Mediastinal tumours may either be benign or malignant; more than two-thirds of which are benign,1 but patients with symptoms at presentation are more likely to be malignant.2
For adults, the most common mediastinal tumours are primary thymic neoplasms, thyroid masses and lymphoma.3 Although definite consensus on mediastinal neurogenic tumours as to its age and gender predilections are conflicting, studies are in agreement that neurogenic tumours are most commonly found in the posterior mediastinum.
Neurogenic tumours constitute 21% of all primary mediastinal tumours in adults,4 and are grouped into nerve sheath, ganglion cell and paraganglion cell tumours.5 Of the three, nerve sheath tumours are the most common.
Mediastinal nerve sheath tumours commonly originate from intercostal nerves and sympathetic chain situated at the posterior mediastinum. But recent studies documented nerve sheath tumours to arise, though less frequently, from the vagus nerve,6 phrenic nerve,7 recurrent nerve8 and pulmonary artery,9 areas outside of the posterior mediastinum.
The majority of studies report that neural sheath tumours affect both genders in the 20–50 age groups.10 11 However, these tumours are more common in women.12
Nerve sheath tumours can either be benign or malignant, with the malignant variant to be less common. The benign variant has several subtypes, of which schwannoma and neurofibroma are the most common.13
Schwannomas or neurilemmomas are tumours that originate from Schwann cells derived from neural crest.14 They are slow-growing mass with low potential for malignant transformation.9 Described to be encapsulated and well-circumscribed mass that are often solitary, when it exists as multiple masses, they occur with neurofibromatosis.
Similar to other mediastinal masses, mediastinal schwannomas are clinically asymptomatic unless enlarged that causes compression of nearby structures. With the combined natures of being slow growing and asymptomatic, these tumours are often incidentally found radiographically for other purposes.
When large enough, chest X-ray shows mediastinal schwannomas as homogenous opacity. However, CT and MRI are better tools in assisting in the diagnosis of these mediastinal masses and for preoperative planning through the characteristics of the mass and its relationship to neighbouring structures.
On CT, schwannomas are well-defined homogenous masses that appear heterogeneous with intravenous contrast administration,15 with low attenuation areas representing hypocellularity or cystic degeneration.16 On the other hand, schwannomas on MRI show heterogeneous signal intensities on T1-weighted and T2-weighted sequences, with hyperintensity in T2 images indicating cystic degeneration.15
Another imaging study that has additional advantage of knowing the metabolic activity of masses is the FDG-PET. There have been recent interests in the application of FDG-PET in mediastinal mass.17 Though increase uptake in FDG-PET may lean towards malignancy, other more benign conditions such as infection and inflammatory processes are also possible.
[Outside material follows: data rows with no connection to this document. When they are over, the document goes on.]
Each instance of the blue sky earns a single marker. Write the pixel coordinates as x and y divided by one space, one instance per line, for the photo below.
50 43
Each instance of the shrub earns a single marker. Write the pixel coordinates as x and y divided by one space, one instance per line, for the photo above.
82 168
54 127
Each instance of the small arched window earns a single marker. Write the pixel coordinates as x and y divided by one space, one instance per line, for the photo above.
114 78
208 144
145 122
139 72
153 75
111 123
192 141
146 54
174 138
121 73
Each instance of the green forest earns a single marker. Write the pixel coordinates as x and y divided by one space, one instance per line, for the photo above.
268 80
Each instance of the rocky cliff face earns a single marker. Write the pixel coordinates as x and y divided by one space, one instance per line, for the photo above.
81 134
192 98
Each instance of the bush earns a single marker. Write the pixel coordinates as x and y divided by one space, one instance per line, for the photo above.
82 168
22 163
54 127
And in schwannomas specifically, FDG uptake is variable.18
However, imaging studies does not give a definitive diagnosis. Because mediastinal schwannomas are less common especially outside that of the posterior mediastinum, options are usually sought first to determine the histology of the mass. Biopsy can be done via mediastinoscopy, EBUS-TBNA or endoscopic ultrasound-guided fine needle aspiration (EUS-FNA). Another option is to do intraoperative frozen section of the mass during VATS.
Among the four above-mentioned options, mediastinoscopy and VATS are more invasive than EBUS-TBNA and EUS-FNA, thus making the use of the latter two more attractive.
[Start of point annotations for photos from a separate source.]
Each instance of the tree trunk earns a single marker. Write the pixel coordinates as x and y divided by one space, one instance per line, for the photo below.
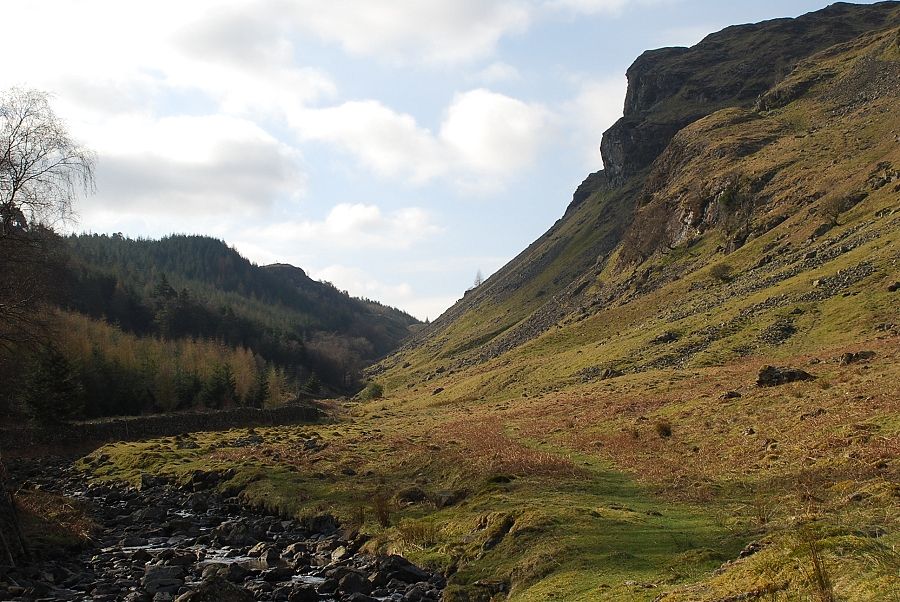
12 542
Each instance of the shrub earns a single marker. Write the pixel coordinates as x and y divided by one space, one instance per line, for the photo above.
721 272
383 509
419 534
663 428
373 390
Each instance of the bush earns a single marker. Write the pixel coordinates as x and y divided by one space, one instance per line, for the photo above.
382 508
721 272
372 391
663 428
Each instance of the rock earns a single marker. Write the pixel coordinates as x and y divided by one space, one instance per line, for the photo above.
354 583
328 586
770 376
216 589
821 229
397 567
303 593
133 541
339 554
162 578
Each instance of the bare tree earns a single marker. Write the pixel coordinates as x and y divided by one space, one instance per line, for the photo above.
42 170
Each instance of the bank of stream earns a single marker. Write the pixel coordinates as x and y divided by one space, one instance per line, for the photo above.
161 542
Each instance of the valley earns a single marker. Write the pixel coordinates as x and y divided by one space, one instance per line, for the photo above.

EBUS-TBNA and EUS-FNA are two different techniques that compliment one another. EUS-FNA allows better access to the posterior mediastinum that cannot be accessed by EBUS-TBNA, while EBUS-TBNA is well established in sampling subcarinal and right paratracheal areas.19 However, combination of both still limits the access of the anterior mediastinum.20 And despite their less invasiveness, they are not without any complications such as hypoxia and bleeding.21
The definitive treatment for benign schwannomas is surgical resection with rare recurrence rate.22 However, its benign nature causes some to advice a more conservative approach.14 There are several surgical approaches that can be used, such as VATS, sternotomy and thoracotomy. But what dictates one approach over the other depends on both the anatomic location of the mass and surgical expertise.
Histologically, schwannomas show mixture of two distinct patterns, Antoni A and B. Antoni A areas are highly cellular consisting of spindle cells, while Antoni B areas are hypocellular in connective tissue stroma. In addition, Antoni B areas are noted to be prone to degeneration. Immunohistochemically, schwannomas show strong S100 positivity.9
Learning points.
Schwannoma is rare in the location of the middle mediastinum. It is a benign and indolent type of mass that is easy to miss.
For patients with asthma and gastro-oesophageal reflux disease (GORD) that are refractory to treatment, workup should be considered to rule out another diagnosis.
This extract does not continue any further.